Que voulait dire être marchand au Moyen Âge ? Et est-ce que c’était une bonne situation ?

Dans cet épisode de Passion Médiévistes, Emma Delcros vous parle des marchands à la fin du Moyen Âge. En juillet 2022, dans le cadre d’un master d’histoire à l’Université de Pau, elle a soutenu un mémoire de recherches sur le sujet Les marchands castillans dans le duché de Bretagne, durant les deux derniers siècles du Moyen Âge. Elle était sous la direction de Véronique Lamazou et de Romain Telliez. À savoir que cet épisode du podcast a été enregistré en public, à Toulouse, dans le bar Level Up. Alors est-ce une bonne situation d’être marchand au Moyen Âge ? Emma Delcros répond à cette question, sans détours… ou presque.

Le commerce à la fin du Moyen Âge en France

Enregistrement à Toulouse
Enregistrement à Toulouse en février 2023

Emma Delcros a étudié les marchands castillans dans le royaume de France au cours des XIVème et XVème siècles. Elle s’est intéressée particulièrement à la façade atlantique, à la fois en Espagne et en France, de la Galice à Dunkerque. Ses recherches portent donc principalement sur les duchés de Bretagne et de Normandie, avec des passages par la péninsule ibérique.

À cette époque, le royaume de France et le royaume d’Angleterre se disputent la même couronne. C’est la guerre de Cent Ans qui dure de 1337 à 1453. En ces temps troublés, les rois de France qui se succèdent ont besoin de nouer des alliances diplomatiques et militaires. Ils se tournent notamment vers la Castille d’où sont originaires les marchands espagnols qui commercent dans le royaume de France à ce moment de l’Histoire.

Dans ce contexte, les conflits armés entre la France et l’Angleterre ont des répercussions sur les liaisons commerciales : les sièges de villes ainsi que les blocus entravent les flux de marchandises et multiplient les raisons de poursuivre la guerre.

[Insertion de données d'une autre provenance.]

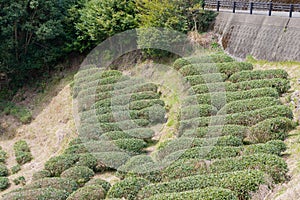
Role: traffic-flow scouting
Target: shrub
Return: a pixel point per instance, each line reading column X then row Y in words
column 41, row 174
column 3, row 170
column 90, row 192
column 281, row 85
column 207, row 78
column 270, row 164
column 34, row 194
column 272, row 147
column 216, row 131
column 202, row 110
column 4, row 183
column 271, row 129
column 247, row 118
column 241, row 182
column 127, row 188
column 249, row 104
column 258, row 74
column 22, row 152
column 56, row 183
column 3, row 156
column 15, row 169
column 228, row 68
column 209, row 193
column 19, row 180
column 217, row 99
column 104, row 184
column 79, row 174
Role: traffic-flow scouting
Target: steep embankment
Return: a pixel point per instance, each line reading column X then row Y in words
column 47, row 135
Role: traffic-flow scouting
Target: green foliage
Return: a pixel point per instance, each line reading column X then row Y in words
column 19, row 180
column 227, row 68
column 217, row 98
column 15, row 169
column 90, row 192
column 22, row 152
column 79, row 174
column 97, row 181
column 102, row 19
column 41, row 193
column 258, row 74
column 241, row 182
column 41, row 174
column 209, row 193
column 3, row 170
column 127, row 188
column 271, row 129
column 215, row 131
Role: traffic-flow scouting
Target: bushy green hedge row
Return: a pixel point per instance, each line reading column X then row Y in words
column 209, row 193
column 79, row 174
column 127, row 188
column 275, row 147
column 186, row 143
column 217, row 131
column 228, row 68
column 281, row 85
column 97, row 161
column 249, row 104
column 258, row 74
column 212, row 58
column 218, row 99
column 207, row 78
column 140, row 133
column 22, row 152
column 271, row 129
column 270, row 164
column 34, row 194
column 247, row 118
column 202, row 110
column 89, row 192
column 240, row 182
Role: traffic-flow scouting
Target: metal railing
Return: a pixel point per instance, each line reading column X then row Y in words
column 251, row 6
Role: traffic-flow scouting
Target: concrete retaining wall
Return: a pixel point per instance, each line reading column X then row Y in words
column 263, row 37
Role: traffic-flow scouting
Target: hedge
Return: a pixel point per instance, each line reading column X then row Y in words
column 34, row 194
column 275, row 147
column 97, row 181
column 55, row 182
column 271, row 129
column 281, row 85
column 4, row 183
column 209, row 193
column 207, row 78
column 240, row 182
column 249, row 104
column 79, row 174
column 3, row 170
column 258, row 74
column 247, row 118
column 127, row 188
column 90, row 192
column 202, row 110
column 186, row 143
column 22, row 152
column 204, row 68
column 270, row 164
column 3, row 156
column 217, row 131
column 41, row 174
column 218, row 99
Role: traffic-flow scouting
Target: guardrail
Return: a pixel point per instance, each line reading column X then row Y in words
column 251, row 6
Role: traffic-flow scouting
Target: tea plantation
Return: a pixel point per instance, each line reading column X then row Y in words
column 228, row 143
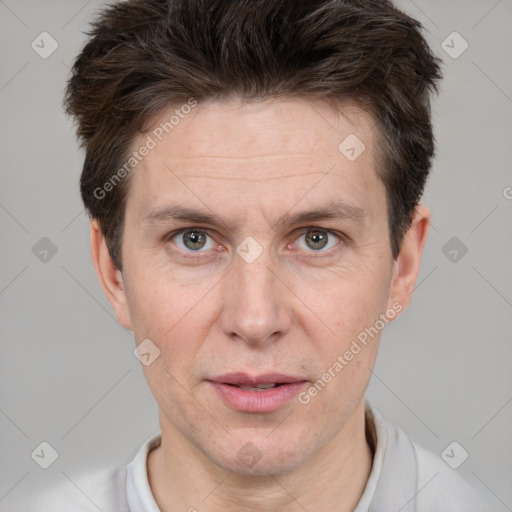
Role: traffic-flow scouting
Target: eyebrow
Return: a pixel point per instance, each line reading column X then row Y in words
column 334, row 210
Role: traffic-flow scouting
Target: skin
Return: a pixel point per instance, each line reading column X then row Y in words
column 293, row 310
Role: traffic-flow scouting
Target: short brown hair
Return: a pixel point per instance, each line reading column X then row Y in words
column 144, row 55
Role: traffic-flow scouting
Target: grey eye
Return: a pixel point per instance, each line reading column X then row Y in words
column 317, row 239
column 192, row 240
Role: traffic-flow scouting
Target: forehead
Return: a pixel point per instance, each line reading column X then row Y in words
column 255, row 150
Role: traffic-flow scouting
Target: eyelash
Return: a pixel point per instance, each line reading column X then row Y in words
column 195, row 255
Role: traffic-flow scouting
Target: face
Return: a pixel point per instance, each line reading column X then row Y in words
column 256, row 251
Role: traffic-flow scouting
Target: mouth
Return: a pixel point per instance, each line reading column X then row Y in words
column 257, row 394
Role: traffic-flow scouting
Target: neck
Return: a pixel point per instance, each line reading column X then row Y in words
column 182, row 478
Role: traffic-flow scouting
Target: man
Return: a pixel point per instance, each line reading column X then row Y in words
column 253, row 173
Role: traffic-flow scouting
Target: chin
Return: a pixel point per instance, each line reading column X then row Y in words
column 259, row 457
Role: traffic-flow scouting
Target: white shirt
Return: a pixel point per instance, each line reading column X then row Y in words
column 404, row 478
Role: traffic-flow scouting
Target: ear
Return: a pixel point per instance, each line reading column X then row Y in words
column 111, row 279
column 407, row 266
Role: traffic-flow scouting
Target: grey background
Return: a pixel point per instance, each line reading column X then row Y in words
column 67, row 372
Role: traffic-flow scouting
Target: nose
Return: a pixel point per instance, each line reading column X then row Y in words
column 256, row 306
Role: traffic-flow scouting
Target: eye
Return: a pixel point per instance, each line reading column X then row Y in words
column 193, row 239
column 319, row 240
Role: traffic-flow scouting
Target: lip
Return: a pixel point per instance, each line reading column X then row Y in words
column 268, row 400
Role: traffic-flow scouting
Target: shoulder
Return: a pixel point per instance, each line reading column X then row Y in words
column 99, row 490
column 411, row 478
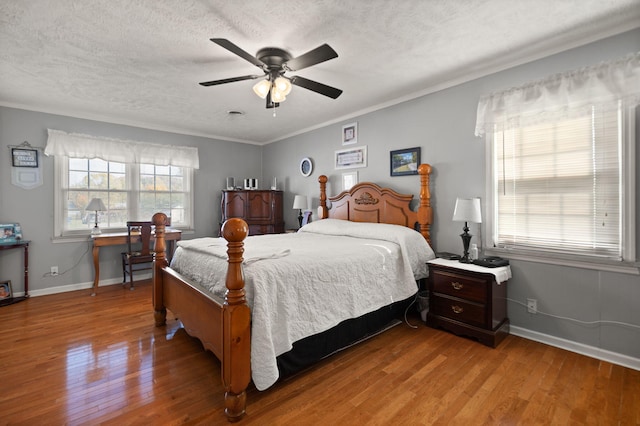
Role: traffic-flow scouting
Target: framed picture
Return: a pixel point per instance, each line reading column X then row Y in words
column 24, row 157
column 405, row 161
column 5, row 290
column 348, row 180
column 10, row 233
column 351, row 158
column 350, row 134
column 306, row 167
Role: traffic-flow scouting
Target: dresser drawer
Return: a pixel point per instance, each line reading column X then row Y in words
column 459, row 310
column 458, row 285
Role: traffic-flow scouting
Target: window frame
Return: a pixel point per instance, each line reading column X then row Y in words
column 61, row 173
column 629, row 263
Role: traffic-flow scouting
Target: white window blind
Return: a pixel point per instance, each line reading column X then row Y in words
column 558, row 185
column 134, row 180
column 562, row 163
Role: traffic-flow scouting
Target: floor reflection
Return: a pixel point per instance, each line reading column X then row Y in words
column 111, row 379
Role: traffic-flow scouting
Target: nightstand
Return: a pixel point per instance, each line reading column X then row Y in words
column 469, row 300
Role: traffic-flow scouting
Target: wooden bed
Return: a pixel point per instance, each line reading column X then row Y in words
column 224, row 326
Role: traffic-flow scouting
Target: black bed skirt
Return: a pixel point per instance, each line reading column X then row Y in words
column 312, row 349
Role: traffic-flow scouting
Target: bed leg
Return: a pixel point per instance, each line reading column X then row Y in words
column 235, row 405
column 160, row 317
column 159, row 261
column 236, row 325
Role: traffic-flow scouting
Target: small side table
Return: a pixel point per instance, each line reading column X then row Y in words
column 24, row 244
column 469, row 300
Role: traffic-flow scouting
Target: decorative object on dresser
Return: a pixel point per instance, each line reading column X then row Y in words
column 96, row 205
column 300, row 203
column 251, row 184
column 469, row 300
column 467, row 210
column 261, row 209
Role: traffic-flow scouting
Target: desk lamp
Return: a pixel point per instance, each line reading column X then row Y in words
column 96, row 205
column 467, row 210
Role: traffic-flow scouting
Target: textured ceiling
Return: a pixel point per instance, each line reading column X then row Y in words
column 139, row 62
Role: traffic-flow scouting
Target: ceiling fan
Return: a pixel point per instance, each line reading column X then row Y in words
column 274, row 63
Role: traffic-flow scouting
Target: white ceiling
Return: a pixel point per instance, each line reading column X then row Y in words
column 139, row 62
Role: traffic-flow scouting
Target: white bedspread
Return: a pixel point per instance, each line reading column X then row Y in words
column 302, row 284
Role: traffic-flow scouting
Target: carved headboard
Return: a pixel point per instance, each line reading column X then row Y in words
column 368, row 202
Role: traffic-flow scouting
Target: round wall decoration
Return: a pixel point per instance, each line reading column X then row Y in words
column 306, row 166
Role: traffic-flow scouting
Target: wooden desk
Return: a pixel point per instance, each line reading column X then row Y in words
column 120, row 238
column 25, row 245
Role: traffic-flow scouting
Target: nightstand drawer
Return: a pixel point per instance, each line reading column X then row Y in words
column 459, row 310
column 459, row 285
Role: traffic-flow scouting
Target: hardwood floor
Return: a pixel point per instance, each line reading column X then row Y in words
column 75, row 359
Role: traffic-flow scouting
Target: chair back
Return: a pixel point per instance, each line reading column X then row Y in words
column 145, row 236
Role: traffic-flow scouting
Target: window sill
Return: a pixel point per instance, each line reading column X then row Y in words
column 630, row 268
column 80, row 238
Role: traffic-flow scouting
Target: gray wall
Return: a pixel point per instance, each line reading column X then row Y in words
column 33, row 208
column 442, row 124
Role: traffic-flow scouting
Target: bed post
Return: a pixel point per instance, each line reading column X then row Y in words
column 159, row 262
column 425, row 213
column 236, row 324
column 323, row 197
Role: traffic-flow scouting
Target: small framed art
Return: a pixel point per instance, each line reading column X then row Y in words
column 5, row 290
column 351, row 158
column 349, row 179
column 350, row 134
column 404, row 161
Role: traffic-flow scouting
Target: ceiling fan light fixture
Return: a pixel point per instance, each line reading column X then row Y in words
column 262, row 88
column 276, row 95
column 283, row 85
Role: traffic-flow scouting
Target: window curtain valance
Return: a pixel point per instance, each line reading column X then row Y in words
column 120, row 150
column 562, row 96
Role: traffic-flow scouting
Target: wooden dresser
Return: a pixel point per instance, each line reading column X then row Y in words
column 262, row 210
column 469, row 300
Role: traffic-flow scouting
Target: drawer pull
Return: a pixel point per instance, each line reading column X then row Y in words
column 457, row 309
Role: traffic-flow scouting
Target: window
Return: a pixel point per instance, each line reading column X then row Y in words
column 129, row 191
column 561, row 165
column 558, row 186
column 134, row 179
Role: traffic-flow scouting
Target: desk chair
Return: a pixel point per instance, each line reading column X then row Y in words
column 138, row 256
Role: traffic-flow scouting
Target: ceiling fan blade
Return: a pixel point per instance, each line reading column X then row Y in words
column 223, row 42
column 312, row 57
column 323, row 89
column 229, row 80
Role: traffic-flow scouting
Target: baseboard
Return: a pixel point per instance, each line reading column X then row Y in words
column 591, row 351
column 82, row 286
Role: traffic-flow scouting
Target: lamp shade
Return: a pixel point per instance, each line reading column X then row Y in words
column 96, row 205
column 467, row 210
column 300, row 202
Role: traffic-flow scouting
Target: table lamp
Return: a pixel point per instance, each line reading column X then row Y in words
column 96, row 205
column 467, row 210
column 300, row 203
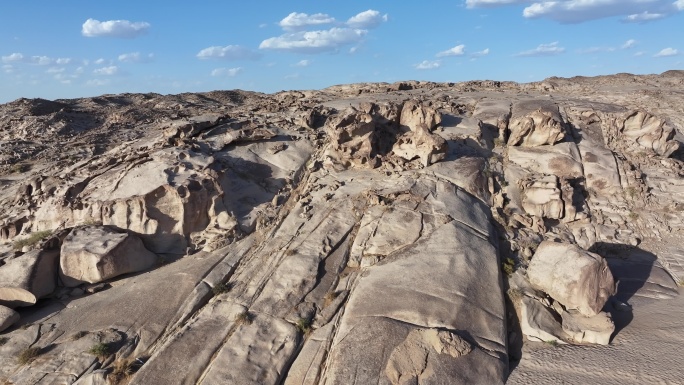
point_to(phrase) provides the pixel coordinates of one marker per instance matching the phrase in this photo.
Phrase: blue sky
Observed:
(85, 48)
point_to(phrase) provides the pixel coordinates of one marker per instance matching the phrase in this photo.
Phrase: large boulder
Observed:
(535, 123)
(8, 317)
(27, 278)
(95, 253)
(574, 277)
(592, 330)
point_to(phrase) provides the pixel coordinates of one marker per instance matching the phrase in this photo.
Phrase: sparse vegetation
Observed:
(79, 335)
(304, 325)
(27, 355)
(122, 370)
(329, 297)
(244, 318)
(508, 266)
(18, 168)
(220, 288)
(101, 350)
(32, 239)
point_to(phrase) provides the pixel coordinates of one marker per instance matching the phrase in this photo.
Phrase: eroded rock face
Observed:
(94, 254)
(576, 278)
(535, 123)
(8, 317)
(29, 277)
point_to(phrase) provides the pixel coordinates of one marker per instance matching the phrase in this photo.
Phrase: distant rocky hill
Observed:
(406, 233)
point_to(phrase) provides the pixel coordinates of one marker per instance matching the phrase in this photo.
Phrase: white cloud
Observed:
(491, 3)
(577, 11)
(226, 71)
(456, 51)
(114, 28)
(314, 41)
(41, 60)
(297, 21)
(665, 52)
(484, 52)
(643, 17)
(15, 57)
(428, 65)
(135, 57)
(111, 70)
(630, 43)
(544, 50)
(367, 19)
(98, 82)
(229, 52)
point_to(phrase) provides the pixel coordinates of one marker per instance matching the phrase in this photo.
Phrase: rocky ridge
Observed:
(401, 233)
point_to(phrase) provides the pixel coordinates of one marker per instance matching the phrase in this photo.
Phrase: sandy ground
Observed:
(648, 350)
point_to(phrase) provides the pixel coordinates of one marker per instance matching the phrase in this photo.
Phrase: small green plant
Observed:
(220, 288)
(31, 240)
(79, 335)
(329, 297)
(27, 355)
(304, 325)
(631, 191)
(18, 168)
(508, 266)
(122, 369)
(100, 350)
(244, 318)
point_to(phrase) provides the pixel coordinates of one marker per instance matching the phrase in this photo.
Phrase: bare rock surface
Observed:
(406, 233)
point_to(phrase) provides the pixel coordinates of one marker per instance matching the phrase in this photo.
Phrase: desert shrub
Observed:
(27, 355)
(79, 335)
(32, 239)
(508, 266)
(244, 318)
(100, 350)
(304, 325)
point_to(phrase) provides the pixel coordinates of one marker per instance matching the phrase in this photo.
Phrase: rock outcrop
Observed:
(95, 254)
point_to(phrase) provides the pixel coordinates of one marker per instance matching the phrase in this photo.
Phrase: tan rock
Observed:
(576, 278)
(94, 254)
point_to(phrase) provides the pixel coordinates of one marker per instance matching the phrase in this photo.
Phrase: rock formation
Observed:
(407, 233)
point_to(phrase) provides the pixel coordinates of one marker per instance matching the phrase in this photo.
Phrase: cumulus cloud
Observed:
(226, 71)
(114, 28)
(484, 52)
(135, 57)
(314, 41)
(428, 65)
(15, 57)
(367, 19)
(550, 49)
(629, 43)
(108, 71)
(297, 21)
(577, 11)
(229, 52)
(643, 17)
(456, 51)
(665, 52)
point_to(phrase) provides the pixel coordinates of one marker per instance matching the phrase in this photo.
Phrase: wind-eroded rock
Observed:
(94, 254)
(576, 278)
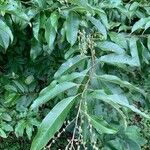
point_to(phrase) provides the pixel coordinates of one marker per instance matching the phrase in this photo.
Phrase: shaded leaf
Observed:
(52, 123)
(72, 25)
(69, 65)
(58, 89)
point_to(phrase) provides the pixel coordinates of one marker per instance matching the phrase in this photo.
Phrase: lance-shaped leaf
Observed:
(100, 27)
(50, 34)
(118, 59)
(46, 96)
(2, 134)
(6, 36)
(134, 51)
(148, 42)
(73, 76)
(52, 123)
(110, 46)
(101, 125)
(118, 99)
(72, 25)
(116, 80)
(139, 24)
(69, 65)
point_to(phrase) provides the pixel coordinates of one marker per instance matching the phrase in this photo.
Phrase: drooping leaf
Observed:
(115, 59)
(2, 134)
(35, 49)
(100, 27)
(69, 65)
(101, 125)
(50, 33)
(118, 99)
(46, 96)
(134, 51)
(72, 25)
(6, 36)
(52, 123)
(19, 129)
(139, 24)
(110, 46)
(116, 80)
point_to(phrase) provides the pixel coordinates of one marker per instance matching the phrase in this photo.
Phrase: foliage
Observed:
(77, 71)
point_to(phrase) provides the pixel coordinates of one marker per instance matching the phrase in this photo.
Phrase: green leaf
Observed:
(50, 34)
(58, 89)
(73, 76)
(72, 25)
(6, 117)
(6, 36)
(118, 99)
(2, 134)
(116, 80)
(69, 65)
(36, 49)
(13, 8)
(52, 123)
(134, 51)
(19, 129)
(100, 27)
(110, 46)
(36, 28)
(101, 125)
(148, 42)
(115, 59)
(29, 129)
(133, 145)
(139, 24)
(147, 25)
(54, 20)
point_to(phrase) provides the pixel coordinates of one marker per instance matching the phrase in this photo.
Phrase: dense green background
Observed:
(90, 58)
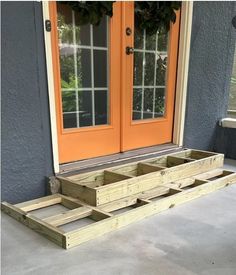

Bien que décisif dans l’histoire du royaume de France, le contexte politique n’arrête pas le commerce pour autant – même s’il complique parfois les échanges. Emma Delcros a examiné les déplacements des marchands et des biens se font autant par voies fluviales et maritimes, que via les routes et les chemins terrestres. Les marchands continuent donc de traverser les frontières, d’entrer et sortir du territoire et d’échanger leurs stocks.

En outre, dans le royaume de France, les marchands se déplacent le long de l’une des principales voies commerciales du pays, à savoir, le couloir du Rhône. Cet axe de circulation des marchandises et des hommes qui en font commerce relient des villes comme Marseille, Lyon et Paris, ou encore la ville de Nantes – grade plateforme commerciale. Il permet, entre autre, d’accéder aux foires de Champagne, de même qu’aux principales villes de Flandres, à l’instar de Bruges.

Pour ce qui est des biens échangés, Emma Delcros mentionne les draps produits en Normandie, comme l’Ecarlate de Rouen et le Gris de Montivilliers. Les céréales ou le vin font partie des denrées les plus prisées. Dans un autre registre, le fer, produit dans le nord de l’Espagne et conditionné sous la forme de lourdes barres, est déchargé à Rouen, Harfleur ou Dieppe. Parmi les biens les plus précieux, on retrouve le safran, venu d’Aragon, mais aussi des draps de luxe, scellés par des cachets de cire portant le sceau de la corporation drapière qui les produit – un gage d’authenticité.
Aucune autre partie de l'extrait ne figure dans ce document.